En 2023, 157 000 nouvelles pensions de droit direct ont été attribuées à des agents qui ont travaillé dans la fonction publique. Les départs à la retraite connaissent un repli (− 2,6 %, après + 6,8 % en 2022), qui illustre le contrecoup d’une probable anticipation de la réforme des retraites l’année précédente.


Globalement, la moitié des retraites sont liquidées pour ancienneté dans un emploi sédentaire, une sur cinq l’est du fait de l’exercice d’un emploi de catégorie active, et une sur six pour carrière longue. Cette répartition varie fortement d’un versant à l’autre en fonction de la structure des postes le composant.
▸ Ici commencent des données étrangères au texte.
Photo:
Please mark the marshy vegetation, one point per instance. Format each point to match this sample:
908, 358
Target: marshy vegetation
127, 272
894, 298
Depuis 2015, l’âge de départ à la retraite des fonctionnaires civils a augmenté d’un an et deux mois. En 2023, il est de 62 ans en moyenne, tous motifs confondus : c’est un mois de plus qu’en 2022. Cette même année, les agents sédentaires liquident leur retraite à 63,8 ans, contre 60,2 ans pour ceux qui ont occupé un emploi de catégorie active.


En 2023, trois pensions sur dix bénéficient d’une surcote, quatre sur dix ne sont ni décotées ni surcotées, tandis qu’une sur six est portée au minimum garanti et une sur sept est décotée.